Private individuals who are approached about an opportunity to apply for a life insurance policy with the promise of a profit to them as well as investors, such as individuals, trust funds or public retirement plans which are approached to invest in life settlements or in their derivative securities should pay heed to Bill Lodge’s report.

The case reported fits characteristics attendant to stranger originated life insurance transactions.

STOLI involves identifying party(ies) to apply for and purchase life insurance for significant amounts of coverage, often beyond what can reasonably be justified.
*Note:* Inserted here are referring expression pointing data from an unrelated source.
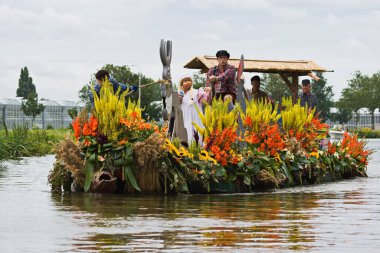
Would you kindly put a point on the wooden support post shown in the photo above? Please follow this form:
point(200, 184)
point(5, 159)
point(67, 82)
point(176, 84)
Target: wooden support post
point(293, 85)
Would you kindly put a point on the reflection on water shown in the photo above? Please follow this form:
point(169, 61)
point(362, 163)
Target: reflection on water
point(342, 216)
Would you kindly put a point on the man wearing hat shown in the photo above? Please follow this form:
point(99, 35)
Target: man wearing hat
point(221, 79)
point(307, 97)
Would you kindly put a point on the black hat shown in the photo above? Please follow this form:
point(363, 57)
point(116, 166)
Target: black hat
point(222, 53)
point(305, 82)
point(255, 78)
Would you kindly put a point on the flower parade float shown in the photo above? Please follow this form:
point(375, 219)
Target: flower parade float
point(114, 150)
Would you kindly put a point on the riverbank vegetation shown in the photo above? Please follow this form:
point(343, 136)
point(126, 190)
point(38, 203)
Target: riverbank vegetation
point(23, 142)
point(367, 133)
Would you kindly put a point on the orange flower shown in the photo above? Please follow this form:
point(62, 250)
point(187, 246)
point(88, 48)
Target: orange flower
point(93, 124)
point(86, 129)
point(77, 128)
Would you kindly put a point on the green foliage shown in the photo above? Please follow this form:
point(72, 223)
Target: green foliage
point(73, 112)
point(362, 91)
point(31, 107)
point(199, 80)
point(324, 95)
point(275, 86)
point(84, 93)
point(25, 84)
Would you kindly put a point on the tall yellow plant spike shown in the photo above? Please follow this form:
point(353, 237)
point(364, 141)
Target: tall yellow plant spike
point(109, 108)
point(295, 116)
point(217, 117)
point(261, 113)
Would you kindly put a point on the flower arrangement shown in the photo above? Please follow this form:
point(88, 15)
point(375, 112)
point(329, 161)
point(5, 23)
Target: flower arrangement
point(270, 154)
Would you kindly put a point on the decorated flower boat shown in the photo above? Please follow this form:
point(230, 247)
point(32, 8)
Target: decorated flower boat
point(114, 150)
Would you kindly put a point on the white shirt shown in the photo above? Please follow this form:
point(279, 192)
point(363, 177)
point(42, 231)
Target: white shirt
point(190, 114)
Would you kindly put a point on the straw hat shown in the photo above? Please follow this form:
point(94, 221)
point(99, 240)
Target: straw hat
point(183, 77)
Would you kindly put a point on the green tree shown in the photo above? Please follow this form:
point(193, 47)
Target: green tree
point(199, 80)
point(274, 86)
point(31, 107)
point(150, 95)
point(350, 101)
point(25, 84)
point(324, 95)
point(367, 93)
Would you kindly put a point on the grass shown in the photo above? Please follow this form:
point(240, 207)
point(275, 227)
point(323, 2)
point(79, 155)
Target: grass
point(23, 142)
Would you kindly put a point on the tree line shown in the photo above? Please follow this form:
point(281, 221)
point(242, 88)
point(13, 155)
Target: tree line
point(362, 91)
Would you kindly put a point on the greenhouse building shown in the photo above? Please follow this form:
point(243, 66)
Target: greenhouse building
point(55, 114)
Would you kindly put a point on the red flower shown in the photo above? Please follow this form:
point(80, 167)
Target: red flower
point(76, 128)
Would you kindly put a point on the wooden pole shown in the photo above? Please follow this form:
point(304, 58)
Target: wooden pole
point(295, 88)
point(293, 85)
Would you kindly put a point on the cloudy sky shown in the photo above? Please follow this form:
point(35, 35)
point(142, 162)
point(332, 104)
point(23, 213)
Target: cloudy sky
point(63, 42)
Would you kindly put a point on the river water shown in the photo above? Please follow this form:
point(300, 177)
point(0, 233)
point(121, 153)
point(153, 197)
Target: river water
point(336, 217)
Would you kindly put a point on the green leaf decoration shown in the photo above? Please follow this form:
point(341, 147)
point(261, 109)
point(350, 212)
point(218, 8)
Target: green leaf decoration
point(89, 172)
point(131, 178)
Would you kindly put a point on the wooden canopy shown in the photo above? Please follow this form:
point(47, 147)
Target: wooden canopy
point(262, 66)
point(286, 69)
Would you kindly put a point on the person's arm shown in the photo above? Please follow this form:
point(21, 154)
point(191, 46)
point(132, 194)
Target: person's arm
point(209, 73)
point(229, 73)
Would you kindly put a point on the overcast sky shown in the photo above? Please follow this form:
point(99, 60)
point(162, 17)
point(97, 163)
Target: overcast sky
point(63, 42)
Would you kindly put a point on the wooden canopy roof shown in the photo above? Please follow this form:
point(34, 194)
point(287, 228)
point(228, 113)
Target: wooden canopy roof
point(298, 68)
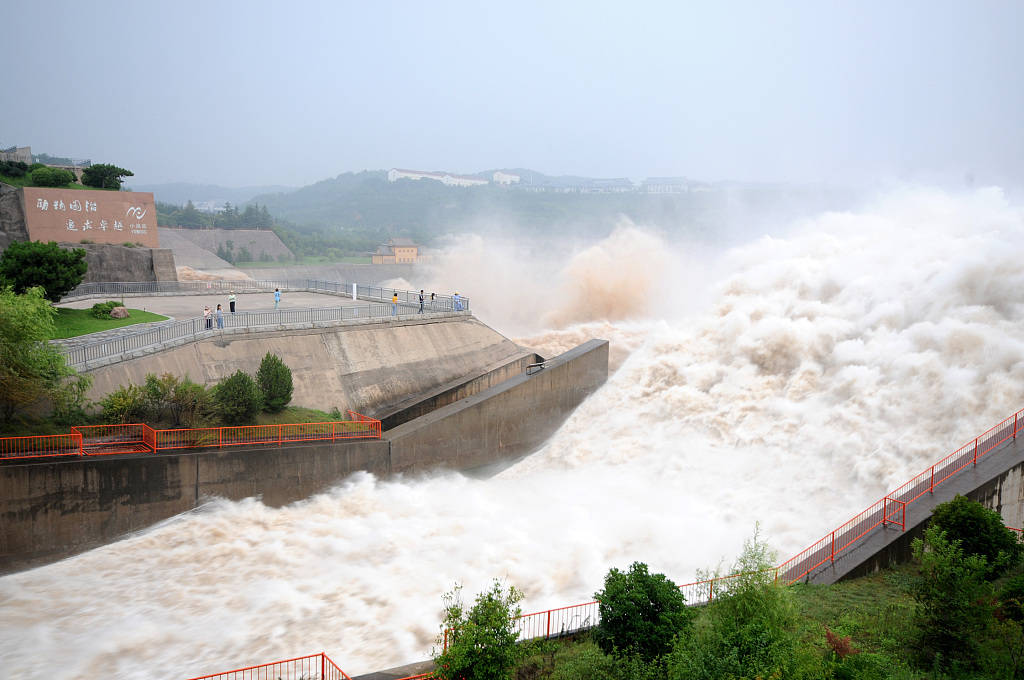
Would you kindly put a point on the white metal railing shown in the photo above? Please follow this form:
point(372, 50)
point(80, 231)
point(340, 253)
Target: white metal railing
point(199, 328)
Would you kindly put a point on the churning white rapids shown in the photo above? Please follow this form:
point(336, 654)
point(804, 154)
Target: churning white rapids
point(790, 381)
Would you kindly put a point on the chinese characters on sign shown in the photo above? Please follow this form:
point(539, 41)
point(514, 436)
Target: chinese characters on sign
point(100, 216)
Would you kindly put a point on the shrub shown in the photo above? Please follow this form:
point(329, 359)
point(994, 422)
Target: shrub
point(238, 398)
point(481, 642)
point(953, 601)
point(274, 381)
point(125, 405)
point(51, 176)
point(102, 309)
point(980, 532)
point(748, 631)
point(641, 612)
point(1012, 598)
point(31, 369)
point(26, 264)
point(158, 393)
point(189, 402)
point(104, 175)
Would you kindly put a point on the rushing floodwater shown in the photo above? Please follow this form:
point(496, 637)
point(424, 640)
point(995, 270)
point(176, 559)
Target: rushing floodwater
point(791, 381)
The applicant who will be the proposed insured agrees to commit personal funds to pay for all or a portion of the premiums on the life insurance policy for an initial period of time, relying on a promise of a profit to them upon the intended future sale of the insurance policy through a life settlement transaction. The plan is to sell the policy sometime after the first two policy years. The life settlement broker may be the same party who originally sold the policy to the insured. If efforts to sell the policy are unsuccessful, the insured will not recoup any funds he had provided and will not realize the profit that had been promised to him/her. Life settled life insurance policies are often sold many times over until purchased by an ultimate investor. The ultimate investors can be individuals, mutual funds, trust funds, public retirement systems, etc.

Unfortunately there have been a number of cases where insureds and others have lost monies expended for premiums and have had legal penalties and judgements imposed on them. Investors have also lost principal and/or not realized the anticipated level of investment returns as result of relying on asset values and investment return projections that are too optimistic or, worse yet, as result of the life insurer successfully rescinding a life insurance policy after they invested in it.

Life settlements have a place and serve a purpose. Unfortunately practices followed by some are open to question.

In conclusion, whether one is a potential insured or is a potential investor, when it comes to dealing with life settlements good and clear understanding is vital. Appropriate advice from knowledgeable parties should be sought. After all, if it sounds like it is too good to be true it probably is ... too good to be true!